Start with feet hip-width apart. Lunge forward on the right leg and reach both hands just in front of the right knee, while keeping your left knee straight. Step back until your right heel aligns with your left toes. Lock out your right knee as you push your hips back and bend your left knee (make sure to keep the left foot flat). Reach both hands toward your right toes (you should feel a stretch in the hamstring and calf). Complete three to five reps with each leg and with each of these three variations:

  1. Knee Reach (as described above)
  2. Overhead Reach – Reach both hands overhead as you lunge forward.
  3. Rotational Reach – Keep your hands together and rotate your torso toward the lunging leg (right leg lunge with right rotational reach).

The various reaches also help to mobilize the thoracic spine (which is tight for 99% of people).

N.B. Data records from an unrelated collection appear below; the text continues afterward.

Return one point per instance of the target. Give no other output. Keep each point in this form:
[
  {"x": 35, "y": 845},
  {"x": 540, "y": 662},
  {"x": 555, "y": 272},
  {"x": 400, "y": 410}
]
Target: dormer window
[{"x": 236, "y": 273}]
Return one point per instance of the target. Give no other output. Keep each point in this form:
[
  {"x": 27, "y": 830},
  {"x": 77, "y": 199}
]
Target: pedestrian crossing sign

2. Crossover Lateral Lunge 

Crossover Lateral Lunge

Start with your feet hip-width apart. Step your right leg over to the left side of your body, a few inches outside of your left foot. Bend both knees and reach your hands toward the floor (to knee height or lower). Stand up tall and return to the starting position. Step the left foot to the right side and continue to repeat five to 10 reps with each leg. The crucial part of this exercise is keeping the rear foot flat on the floor. This will help the heel go through eversion—a movement that is essential to proper running gait.

3. Single-leg Squat to Knee Drive

Single-leg Squat to Knee Drive

Balance on your left foot. Squat down as you reach your right leg behind you (toe touch with the right leg for balance, if necessary). Keep your weight through your left heel. Stand up tall and drive your right knee up to your chest. Complete five slow reps on each leg and finish by pulling the knee to the chest and holding for a 3-count. Complete five fast reps and finish with a knee drive and arm swing.

4. Pick One

Always include a mobility or stability exercise based on your individual need(s)—in other words, the weak links in your chain. It is easy and comfortable to do what you are good at—the real challenge is spending time on your weaknesses.

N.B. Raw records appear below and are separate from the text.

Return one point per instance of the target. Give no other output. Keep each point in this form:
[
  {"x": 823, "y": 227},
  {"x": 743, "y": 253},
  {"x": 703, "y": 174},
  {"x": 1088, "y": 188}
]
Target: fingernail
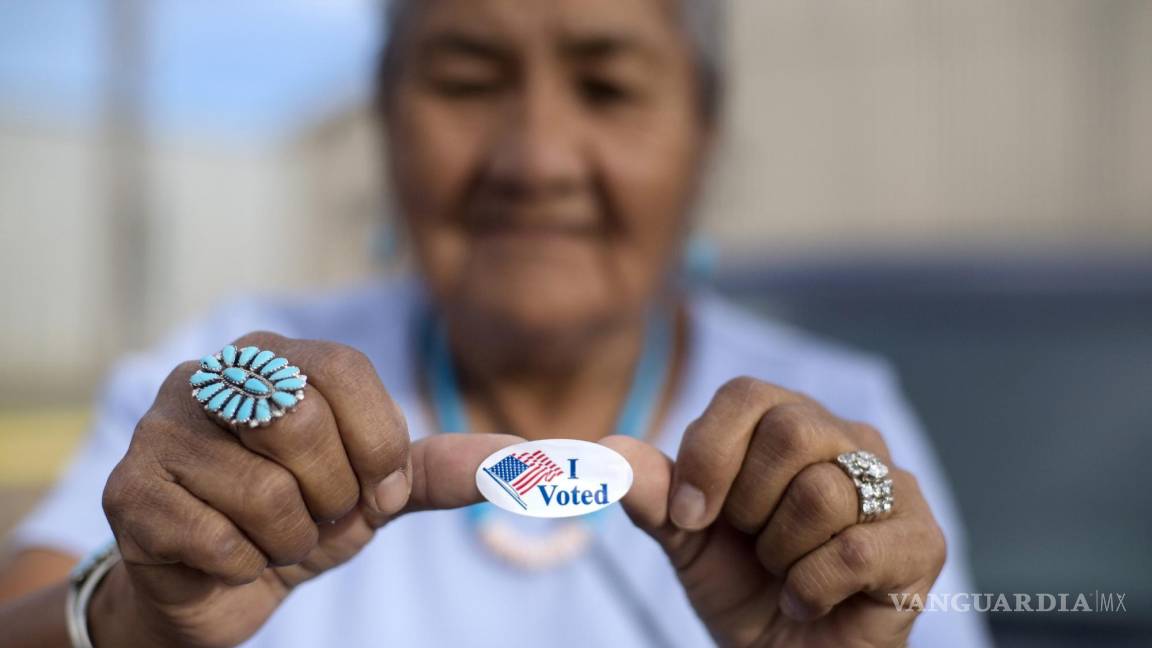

After completing this circuit, move on to the transitional portion of the warm-up—running prep—which can include skips, bounds, leg kicks, agility exercises or striders.

Part II – Nutrition and Mental Prep

A pre-run to-do list must include components other than movement prep—nutrition and mental preparation are obligatory.

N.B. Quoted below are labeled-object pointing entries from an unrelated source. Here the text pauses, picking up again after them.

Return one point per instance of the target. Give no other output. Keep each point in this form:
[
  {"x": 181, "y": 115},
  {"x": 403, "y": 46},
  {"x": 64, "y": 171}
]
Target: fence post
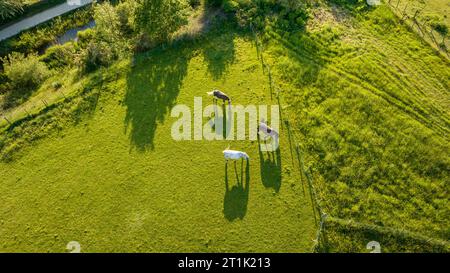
[{"x": 7, "y": 120}]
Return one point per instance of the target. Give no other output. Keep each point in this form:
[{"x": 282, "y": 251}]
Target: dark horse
[{"x": 220, "y": 95}]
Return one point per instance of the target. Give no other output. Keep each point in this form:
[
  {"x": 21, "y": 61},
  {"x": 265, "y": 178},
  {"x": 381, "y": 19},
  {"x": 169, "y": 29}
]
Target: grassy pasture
[
  {"x": 110, "y": 176},
  {"x": 370, "y": 103}
]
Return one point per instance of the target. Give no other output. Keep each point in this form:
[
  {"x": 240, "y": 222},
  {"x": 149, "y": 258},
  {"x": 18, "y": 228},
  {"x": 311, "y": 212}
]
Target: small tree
[
  {"x": 24, "y": 73},
  {"x": 10, "y": 8}
]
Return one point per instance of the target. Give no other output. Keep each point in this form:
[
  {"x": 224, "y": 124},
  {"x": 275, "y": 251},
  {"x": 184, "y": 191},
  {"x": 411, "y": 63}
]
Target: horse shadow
[
  {"x": 270, "y": 165},
  {"x": 223, "y": 120},
  {"x": 236, "y": 196}
]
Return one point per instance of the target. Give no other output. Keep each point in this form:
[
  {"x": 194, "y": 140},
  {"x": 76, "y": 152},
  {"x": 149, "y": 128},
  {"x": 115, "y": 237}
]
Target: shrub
[
  {"x": 24, "y": 73},
  {"x": 194, "y": 3},
  {"x": 59, "y": 56}
]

Start every run properly fueled and hydrated. A routine food and drink prescription does not exist, so know your body and select foods and fluids that work well for you. Or use your training runs to experiment with different pre- and post-workout nutrition plans.

Mental Prep

Simply have a game plan for your run. Understand where you are in the scheme of your overall training program, the goal for the day and how achieving that goal will help you in the long run (pun intended). As with your warm-up, focus on one or two aspects for improvement (posture, breathing, pacing, stride rate/length, for example).

To summarize, before you run, work on your bookends—in other words, take your joints through a greater than normal range of motion, through various planes of motion and speeds. Mobilize your muscles and joints, and then stabilize and activate. Eat some food, drink some fluids, follow the game plan and have some fun.